Die meisten Begriffe der Gefühlsebene und des Abstrakten fehlen gänzlich. Differenziertere Unterscheidungen gibt es dagegen in allem, was derb und vulgär ist. Für pinkeln kann man sich gleich an sieben (!) Begriffen erfreuen, und jeder drückt diesen lebensnotwendigen Vorgang leicht nuaciert anders aus: pinkeln, pisse, saiche, stratze, schiffe, strullern und bullern, und bei einer Kuh kommt padern noch hinzu. Während pinkeln recht allgemein klingt, trifft es pisse und saiche eher bei der sitzenden Haltung der Frauen, saiche und stratze eher dann, wenn es mit einem entsprechenden, durch Druck verursachten Geräusch auf vielleicht einem Nachttopf verbunden ist, oder wenn es im Freien auf einem zu festen Boden so richtig spritzt. Strullern und bullern trifft es eher beim Mann, und hier würde man wieder unterscheiden, ob es eher ruhiger oder unruhiger fließt.

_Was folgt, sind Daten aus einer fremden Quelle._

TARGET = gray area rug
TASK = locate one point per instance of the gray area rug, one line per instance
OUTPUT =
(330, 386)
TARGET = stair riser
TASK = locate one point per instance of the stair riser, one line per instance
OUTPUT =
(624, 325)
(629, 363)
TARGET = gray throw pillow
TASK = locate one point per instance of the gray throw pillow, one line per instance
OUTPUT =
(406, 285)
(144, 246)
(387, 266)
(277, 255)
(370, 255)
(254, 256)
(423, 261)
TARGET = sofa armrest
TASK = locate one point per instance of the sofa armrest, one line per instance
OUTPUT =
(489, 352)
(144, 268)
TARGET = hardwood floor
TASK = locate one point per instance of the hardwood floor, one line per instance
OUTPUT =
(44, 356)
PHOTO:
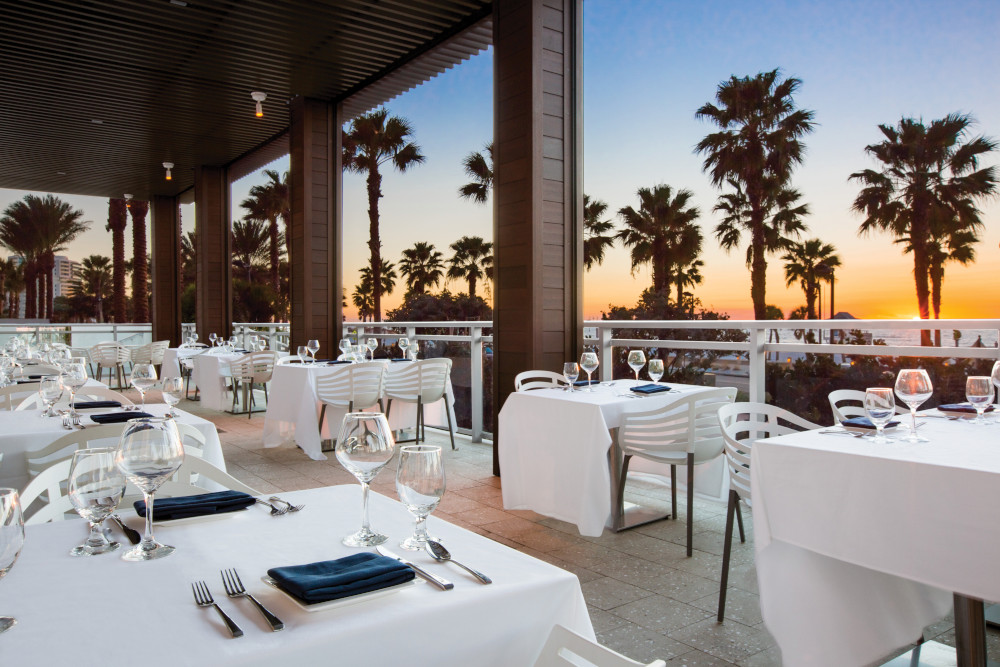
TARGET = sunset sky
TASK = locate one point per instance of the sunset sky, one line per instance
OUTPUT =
(647, 67)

Es gibt Dialekte, in denen man problemlos Begriffe aus dem Hochdeutschen verwenden kann. Man spricht sie einfach in der Farbe des Dialektes aus. Aber die rauh klingenden Dialekte im Lahn-Dill-Gebiet stoßen den weichen Klang des Hochdeutschen unversöhnlich ab. Ich glaube, dass jemand, der mit einem Dialekt aufgewachsen ist, ein besonderes Gespür dafür entwickelt hat, welcher Begriff dazugehört und welcher nicht oder welche Art ihn auszusprechen trifft und welche nicht. Die Dialekte im Lahn-Dill-Gebiet sind mittlerweile, wie ich finde, sehr verwaschen und mit Begriffen aus dem Hochdeutschen durchsetzt, die den eigentümlichen, rauhen Klang empfindlich stören. Oft sind es Begriffe, für die es auch einmal eigenständige Varianten gab. Es entstand eine Mischung aus Dialekt und Hochdeutsch, die aber wie ein unbeholfenes Kauderwelsch klingt, ohne jede Identität. In meiner Kurzgeschichte Willis Porsche spricht Willi von: gewwe und nemme (geben und nehmen), auf Platt würde er es anders aussprechen, nämlich: gäwwe ön nömme. Er ist aber der Überzeugung, dass er so Hochdeutsch spricht. Das reine Platt klingt den Leuten zu derb, und daher färben sie die Vokale ins Hochdeutsche und meinen, dass das vornehmer klingt. Es etablieren sich seltsam skurrile Blüten wie: Kind, geh domma aus dem Batsch! Für Kinder, mit denen man so gesprochen hat, ist dies so etwas wie Muttersprache. Ihnen wird es vielleicht wieder eine Identität geben. Vielleicht wird man es irgendwann für einen neuen Dialekt halten, wer weiß, und vielleicht werden so manch sprachliche Blüten sogar Einzug in einen Sprachatlas halten.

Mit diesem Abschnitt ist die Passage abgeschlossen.